GAYRİMEŞRU ADAMLAR SÖZLÜĞÜ’NDEN

Kendilerine sunulan her şeyi, her durumda sindirmelerini elbette bekleyemezdim, hatta kuşkucu olmaları daha değerliydi. Fakat katı ve kat’i yaklaşımlarının ardında, bilgiye ya da bilginin niteliğine karşı duydukları kuşku değil, tam tersine, bilgisizlikten devşirdikleri gurur yatıyordu. Hepsinde değil, elbette yalnızca bir kısmında gözlemlemiştim bunu; belli bir alandaki bilgisizliklerini ayırıcı ve pozitif bir vasıf olarak görüyorlar ve bu şekilde sanki hayata daha iyi tutunduklarını düşünüyorlardı. Mesele daha çok, bilmedikleri bir kavramı bilip bilmediklerini sorduğum zamanlarda ortaya çıkıyordu. Onların bilmedikleri bir şeyi kafama takmış olmamı anlamıyorlardı. Onların bilmediği ve benim kafama takmış olduğum şeyleri onlara anlatmaya kalkmamsa hayret vericiydi. Görünen o ki, Robert Musil’in “bilimsel insan, bugün için artık kaçınılmaz bir olgudur; insan artık bilmek istememeyi isteyemez,” dediği çağdan, Hasan Cahit Doğanay’ın “bugün bilmemeyi, bilmekten daha çok istiyoruz; bilmemeyi bir bilgi biçimine dönüştürüp gururla yanımızda taşıyoruz,” dediği bir çağa geçmiştik artık.

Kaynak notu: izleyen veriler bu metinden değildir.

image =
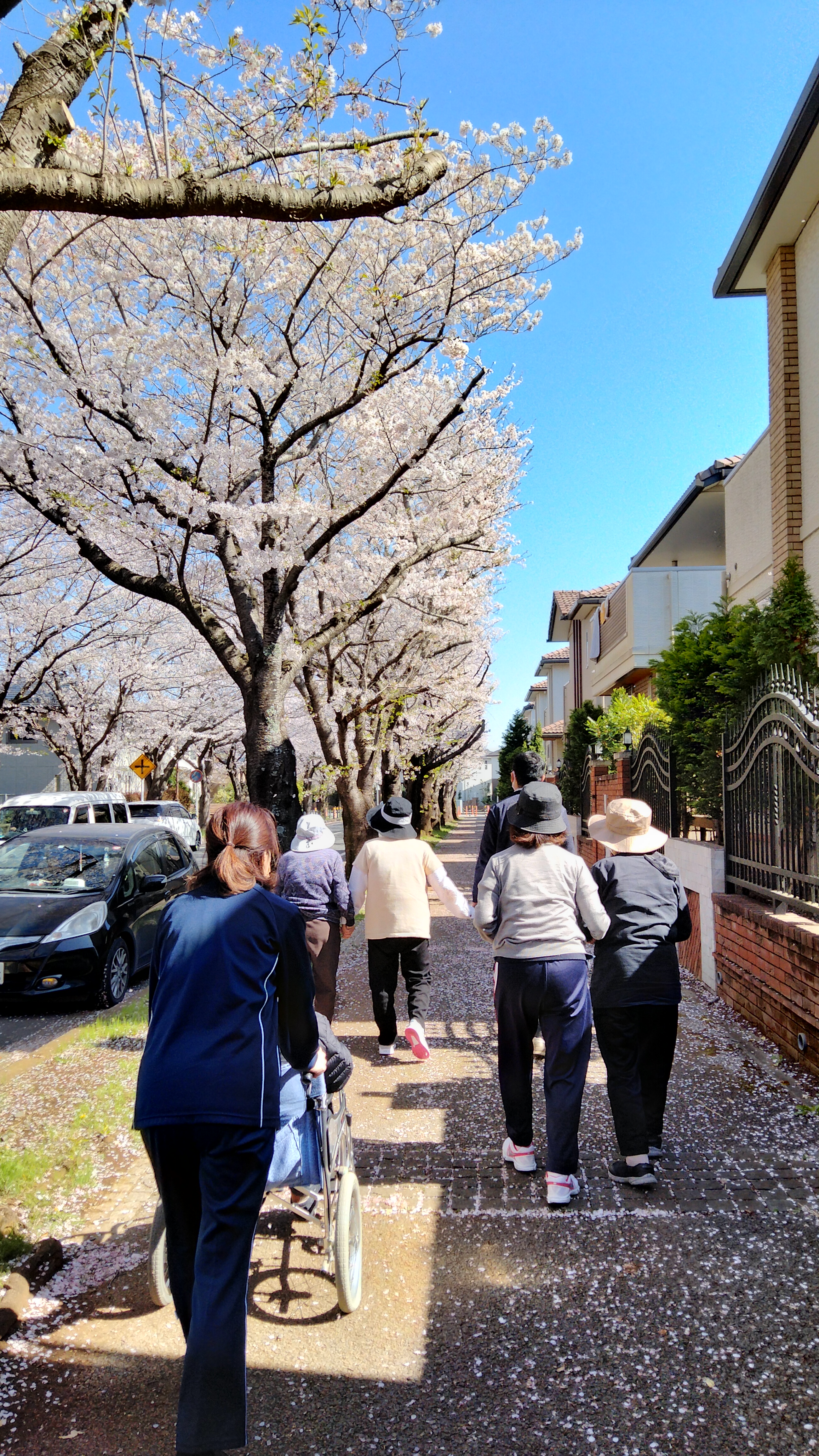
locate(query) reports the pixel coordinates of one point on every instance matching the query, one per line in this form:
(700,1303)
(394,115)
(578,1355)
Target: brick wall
(691,951)
(769,972)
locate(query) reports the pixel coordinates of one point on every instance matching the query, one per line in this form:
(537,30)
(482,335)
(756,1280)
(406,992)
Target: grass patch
(12,1247)
(441,832)
(66,1120)
(126,1021)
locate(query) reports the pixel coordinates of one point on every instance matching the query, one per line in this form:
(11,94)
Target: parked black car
(79,908)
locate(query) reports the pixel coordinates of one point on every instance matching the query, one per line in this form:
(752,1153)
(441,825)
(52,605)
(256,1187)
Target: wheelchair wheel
(158,1261)
(347,1244)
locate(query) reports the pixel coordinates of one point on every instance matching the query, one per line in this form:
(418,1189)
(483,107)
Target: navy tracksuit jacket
(231,979)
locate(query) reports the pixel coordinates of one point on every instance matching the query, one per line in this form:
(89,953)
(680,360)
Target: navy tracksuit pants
(212,1180)
(553,998)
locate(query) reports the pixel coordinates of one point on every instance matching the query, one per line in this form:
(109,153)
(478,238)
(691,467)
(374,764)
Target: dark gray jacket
(636,963)
(496,838)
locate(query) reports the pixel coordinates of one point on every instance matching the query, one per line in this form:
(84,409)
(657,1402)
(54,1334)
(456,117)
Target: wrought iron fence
(771,793)
(653,780)
(587,794)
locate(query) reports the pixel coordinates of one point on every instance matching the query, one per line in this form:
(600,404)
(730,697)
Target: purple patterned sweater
(315,881)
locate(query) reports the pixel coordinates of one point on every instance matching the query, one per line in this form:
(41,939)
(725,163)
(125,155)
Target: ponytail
(238,836)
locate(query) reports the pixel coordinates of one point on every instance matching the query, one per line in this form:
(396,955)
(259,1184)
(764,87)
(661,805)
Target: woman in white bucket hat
(636,988)
(311,874)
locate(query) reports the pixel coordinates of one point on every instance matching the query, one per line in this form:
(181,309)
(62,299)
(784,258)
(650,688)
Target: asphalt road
(22,1034)
(640,1324)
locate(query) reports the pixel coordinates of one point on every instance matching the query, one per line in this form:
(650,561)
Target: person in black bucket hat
(391,876)
(530,902)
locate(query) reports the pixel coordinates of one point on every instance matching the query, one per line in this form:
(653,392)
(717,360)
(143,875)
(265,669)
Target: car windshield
(66,865)
(21,817)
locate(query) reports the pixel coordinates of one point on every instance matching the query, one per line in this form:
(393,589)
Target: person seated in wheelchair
(295,1157)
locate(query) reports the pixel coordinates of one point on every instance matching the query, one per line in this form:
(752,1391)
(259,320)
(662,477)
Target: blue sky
(636,379)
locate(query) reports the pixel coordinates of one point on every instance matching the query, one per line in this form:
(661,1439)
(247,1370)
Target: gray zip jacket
(530,900)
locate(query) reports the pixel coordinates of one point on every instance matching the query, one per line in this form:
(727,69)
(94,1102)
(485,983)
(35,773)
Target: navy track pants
(212,1180)
(552,997)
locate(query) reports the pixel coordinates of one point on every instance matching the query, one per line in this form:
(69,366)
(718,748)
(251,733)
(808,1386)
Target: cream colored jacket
(390,879)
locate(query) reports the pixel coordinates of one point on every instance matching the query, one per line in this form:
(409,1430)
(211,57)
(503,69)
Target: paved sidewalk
(642,1324)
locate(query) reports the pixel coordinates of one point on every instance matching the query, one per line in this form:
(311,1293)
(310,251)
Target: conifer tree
(515,739)
(789,625)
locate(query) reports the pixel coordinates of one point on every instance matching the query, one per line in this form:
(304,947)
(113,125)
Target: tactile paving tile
(439,1181)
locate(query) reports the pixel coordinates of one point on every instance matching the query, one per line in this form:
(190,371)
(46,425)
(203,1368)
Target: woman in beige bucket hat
(636,988)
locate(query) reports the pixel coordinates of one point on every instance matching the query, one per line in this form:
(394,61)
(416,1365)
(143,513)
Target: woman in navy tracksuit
(231,982)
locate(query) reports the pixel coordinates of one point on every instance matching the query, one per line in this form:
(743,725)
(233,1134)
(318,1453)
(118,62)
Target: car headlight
(85,922)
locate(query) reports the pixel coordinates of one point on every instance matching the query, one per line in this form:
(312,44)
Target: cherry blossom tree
(95,672)
(52,608)
(234,130)
(380,697)
(240,417)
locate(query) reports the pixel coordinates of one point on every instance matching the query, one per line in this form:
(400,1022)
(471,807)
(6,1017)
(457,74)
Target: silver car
(173,815)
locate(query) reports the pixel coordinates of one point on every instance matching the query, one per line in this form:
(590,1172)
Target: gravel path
(642,1324)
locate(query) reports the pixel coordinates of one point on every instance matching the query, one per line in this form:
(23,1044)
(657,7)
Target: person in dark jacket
(527,768)
(231,982)
(636,988)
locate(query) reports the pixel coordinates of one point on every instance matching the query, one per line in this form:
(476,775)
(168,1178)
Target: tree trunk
(36,120)
(446,800)
(390,776)
(205,764)
(269,753)
(355,804)
(429,806)
(104,772)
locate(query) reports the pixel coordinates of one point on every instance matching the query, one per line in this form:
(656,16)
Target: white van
(46,810)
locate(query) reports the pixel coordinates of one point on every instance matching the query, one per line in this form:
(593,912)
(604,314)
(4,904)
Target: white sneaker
(416,1039)
(562,1187)
(524,1158)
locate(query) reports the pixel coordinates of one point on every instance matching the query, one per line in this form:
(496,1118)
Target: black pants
(324,944)
(638,1044)
(552,997)
(384,958)
(212,1180)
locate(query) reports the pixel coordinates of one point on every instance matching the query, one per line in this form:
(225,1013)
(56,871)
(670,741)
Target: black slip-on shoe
(639,1175)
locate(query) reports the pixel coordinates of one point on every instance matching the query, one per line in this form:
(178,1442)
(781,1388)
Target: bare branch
(116,196)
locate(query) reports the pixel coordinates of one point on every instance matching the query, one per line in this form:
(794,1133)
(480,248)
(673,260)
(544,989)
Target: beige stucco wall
(808,304)
(750,545)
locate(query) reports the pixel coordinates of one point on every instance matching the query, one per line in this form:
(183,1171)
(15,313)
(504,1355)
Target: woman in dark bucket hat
(528,905)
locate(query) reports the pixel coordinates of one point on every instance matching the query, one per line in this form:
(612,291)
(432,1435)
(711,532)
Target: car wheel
(117,975)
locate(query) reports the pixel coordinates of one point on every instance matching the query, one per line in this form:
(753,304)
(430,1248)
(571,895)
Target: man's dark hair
(528,768)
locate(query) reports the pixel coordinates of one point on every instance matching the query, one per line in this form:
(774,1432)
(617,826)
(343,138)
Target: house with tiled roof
(614,633)
(544,702)
(773,496)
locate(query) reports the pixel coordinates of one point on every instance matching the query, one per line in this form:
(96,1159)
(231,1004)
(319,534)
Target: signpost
(142,768)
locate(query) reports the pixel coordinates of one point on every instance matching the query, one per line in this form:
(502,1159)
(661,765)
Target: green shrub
(579,734)
(627,711)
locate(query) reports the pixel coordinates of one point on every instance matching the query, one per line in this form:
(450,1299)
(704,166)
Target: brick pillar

Zamanımızın belki de en ağır suçlaması. Mutluluk sektöründe başarısız olduğu düşünülen kişilere yöneltilir. Değerlendirmeyi diğerleri yaptığı için, kişinin kendini nasıl hissettiğinin bir önemi yoktur. Suçlamanın altında gün gün ezilen kişi sonunda gerçekten mutsuz olur, telaşa düşer ve bir refleks olarak savunmaya geçer. Etli dolmayla yan yana çekilmiş fotoğrafların ortalık yerde paylaşılması bu refleksin bir sonucudur.